E, claro, ao mesmo tempo, procurar caracterizar aquilo que é a identidade europeia através dos seus sons. Existe, também, aqui um património imaterial que é de extrema importância e que importa conservar. Este é o repto da União Europeia. Este trabalho vai ser feito também pela Hungria, no que diz respeito ao âmbito propriamente urbano, e depois igualmente pela vizinha Espanha no que diz respeito às paisagens rurais.

Tendo em conta que se perspetivam alterações na fisionomia da costa sudoeste, a ideia de se criar um arquivo sonoro prende-se também com o conceber uma espécie de memória futura?

É uma grande preocupação deste projeto criar uma memória futura. Ou seja, conseguirmos de algum modo registar aquilo de que somos testemunhas no nosso tempo. As alterações climáticas, o facto de haver uma industrialização crescente em determinados sectores, a ampliação do porto de Sines, por outro lado, também, o desenvolvimento do turismo e de outras atividades que têm importantes repercussões no território, tudo isto vai mudar a fisionomia da costa alentejana.

Nalguns aspetos, valorizando-a, noutros casos, podendo levar ao desaparecimento ou pelo menos a uma profunda transformação de alguns aspetos que hoje conhecemos como assumidamente típicos. A nossa preocupação é, então, criar um caso de estudo, um arquivo sonoro, mas ao mesmo tempo, também, uma espécie de grande álbum que as gerações futuras possam folhear, conhecer e encontrar inspiração para a vivência dos próprios tempos.

Esta iniciativa, liderada por Portugal, é coordenada pela associação Pedra Angular e pelo Festival Terras sem Sombra, que todos conhecemos muito bem. Aliás, a internacionalização do Alentejo como destino de arte e natureza tem sido uma vossa preocupação. O Sonotomia segue também esse propósito?

Sim, há uma grande preocupação da nossa parte no sentido de partilhar o Alentejo. Internacionalizá-lo, torná-lo conhecido, a começar pelas pessoas que vivem no nosso país, mas também todos os outros. Realmente, tudo na região alentejana propícia isto. Somos, claramente, um destino importante do ponto de vista da arte e da cultura, mas este património precisa de falar, precisa de iniciativas que o tornem mais acessível e, inclusivamente, despertem uma atenção a um nível global. Este é, de alguma forma, o papel que tem vindo a ser desempenhado pelo Terras sem Sombra.

Há, depois, uma dimensão de que talvez nem todos estejamos conscientes que é a verdadeira magnitude do património natural e especialmente do património biodiverso. Os recursos naturais do Alentejo são de uma riqueza extraordinária e é uma grande responsabilidade conseguir conservá-los, estudá-los e transmiti-los para um futuro, não só próximo, mas também para todas as pessoas que, mais adiante, possam conhecer esta riqueza.
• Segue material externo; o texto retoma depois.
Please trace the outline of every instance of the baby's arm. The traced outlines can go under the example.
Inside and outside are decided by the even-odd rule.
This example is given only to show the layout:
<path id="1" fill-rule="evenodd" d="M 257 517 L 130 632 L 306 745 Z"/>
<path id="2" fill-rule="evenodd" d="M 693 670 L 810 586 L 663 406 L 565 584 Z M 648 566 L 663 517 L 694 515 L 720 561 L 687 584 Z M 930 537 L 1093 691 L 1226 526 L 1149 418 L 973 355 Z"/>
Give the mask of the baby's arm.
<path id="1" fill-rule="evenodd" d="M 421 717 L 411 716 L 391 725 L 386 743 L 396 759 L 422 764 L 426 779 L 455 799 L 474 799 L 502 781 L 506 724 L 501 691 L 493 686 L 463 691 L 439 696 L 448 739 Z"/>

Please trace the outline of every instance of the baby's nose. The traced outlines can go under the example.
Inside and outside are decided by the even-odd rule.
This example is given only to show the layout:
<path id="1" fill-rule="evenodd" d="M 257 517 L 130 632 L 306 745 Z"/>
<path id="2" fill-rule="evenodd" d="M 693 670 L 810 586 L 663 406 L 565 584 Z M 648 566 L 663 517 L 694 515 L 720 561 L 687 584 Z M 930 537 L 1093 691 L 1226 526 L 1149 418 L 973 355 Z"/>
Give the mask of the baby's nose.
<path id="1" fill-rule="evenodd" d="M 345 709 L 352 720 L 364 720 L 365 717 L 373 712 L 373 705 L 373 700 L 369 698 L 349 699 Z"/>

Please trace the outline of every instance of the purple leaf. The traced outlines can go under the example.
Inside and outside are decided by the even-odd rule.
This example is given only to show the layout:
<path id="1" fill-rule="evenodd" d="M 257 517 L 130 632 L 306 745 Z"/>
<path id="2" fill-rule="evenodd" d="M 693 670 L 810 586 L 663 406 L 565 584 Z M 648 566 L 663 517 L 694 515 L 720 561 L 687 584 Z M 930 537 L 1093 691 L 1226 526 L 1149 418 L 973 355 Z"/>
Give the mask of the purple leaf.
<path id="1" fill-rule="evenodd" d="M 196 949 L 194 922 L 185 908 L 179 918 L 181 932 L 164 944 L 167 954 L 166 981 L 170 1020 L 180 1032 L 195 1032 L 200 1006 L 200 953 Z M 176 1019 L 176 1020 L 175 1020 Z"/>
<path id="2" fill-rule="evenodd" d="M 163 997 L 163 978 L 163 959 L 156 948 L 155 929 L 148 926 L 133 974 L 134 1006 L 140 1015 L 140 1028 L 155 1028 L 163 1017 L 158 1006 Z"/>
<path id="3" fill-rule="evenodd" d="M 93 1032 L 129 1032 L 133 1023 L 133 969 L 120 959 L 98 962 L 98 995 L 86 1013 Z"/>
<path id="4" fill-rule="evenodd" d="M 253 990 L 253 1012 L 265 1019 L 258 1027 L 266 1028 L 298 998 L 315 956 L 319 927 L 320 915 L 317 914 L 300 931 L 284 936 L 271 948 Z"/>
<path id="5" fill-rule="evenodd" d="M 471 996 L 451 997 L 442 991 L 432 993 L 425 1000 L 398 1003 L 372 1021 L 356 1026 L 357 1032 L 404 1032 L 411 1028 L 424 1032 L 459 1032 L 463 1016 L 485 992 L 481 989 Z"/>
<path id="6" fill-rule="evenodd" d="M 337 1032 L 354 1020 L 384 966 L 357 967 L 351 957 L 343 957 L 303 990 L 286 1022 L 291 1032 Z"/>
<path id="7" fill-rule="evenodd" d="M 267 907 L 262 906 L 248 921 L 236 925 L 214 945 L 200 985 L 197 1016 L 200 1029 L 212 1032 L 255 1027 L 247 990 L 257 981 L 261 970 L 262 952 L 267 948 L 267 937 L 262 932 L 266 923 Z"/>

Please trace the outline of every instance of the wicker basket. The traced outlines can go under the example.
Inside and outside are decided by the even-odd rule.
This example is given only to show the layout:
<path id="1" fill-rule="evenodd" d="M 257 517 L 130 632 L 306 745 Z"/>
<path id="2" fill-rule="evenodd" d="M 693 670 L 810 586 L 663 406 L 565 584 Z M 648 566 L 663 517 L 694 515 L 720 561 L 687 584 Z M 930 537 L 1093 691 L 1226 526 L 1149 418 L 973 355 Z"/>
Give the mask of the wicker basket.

Infelizmente, muito de nós ignoramo-la e, portanto, há que fazer aqui um esforço de conhecimento. O património sonoro tem um importantíssimo papel a desempenhar e nós queremos ajudar a conservá-lo tendo em vista estas preocupações que nos assolam.

Depois do primeiro encontro, em Odemira, que contou com a presença de alguns peritos, o que se vai seguir?

As próximas fases do projeto passam pela realização de residências artísticas, técnicas e científicas em pontos muito específicos e concretos, e visam ensinar a metodologia que pretendemos generalizar. É uma metodologia que tem vindo a ser muito apurada pelos nossos parceiros húngaros e pelas colaborações e parcerias que eles próprios desenvolvem com países como a Alemanha ou a Holanda, e conseguir criar um método de trabalho que possa ser útil a outros e seja alvo de réplica.

Esta é uma preocupação que nos assiste, ou seja, podermos ter o Alentejo como palco de boas práticas que depois são úteis noutros territórios, dentro e fora do país. Isto logo, digamos, no momento imediato. Depois, numa segunda fase, vai ser lançado o repto a um conjunto de criadores para que encontrem um fio condutor para a sua inspiração e lhes permita criar obras que pretendemos apresentar, por exemplo, no Festival Terras sem Sombra, mas também noutros palcos, noutros festivais dispersos pela geografia europeia.

Pretendemos, também, fazer chegar este trabalho às escolas de música, aos conservatórios e às universidades.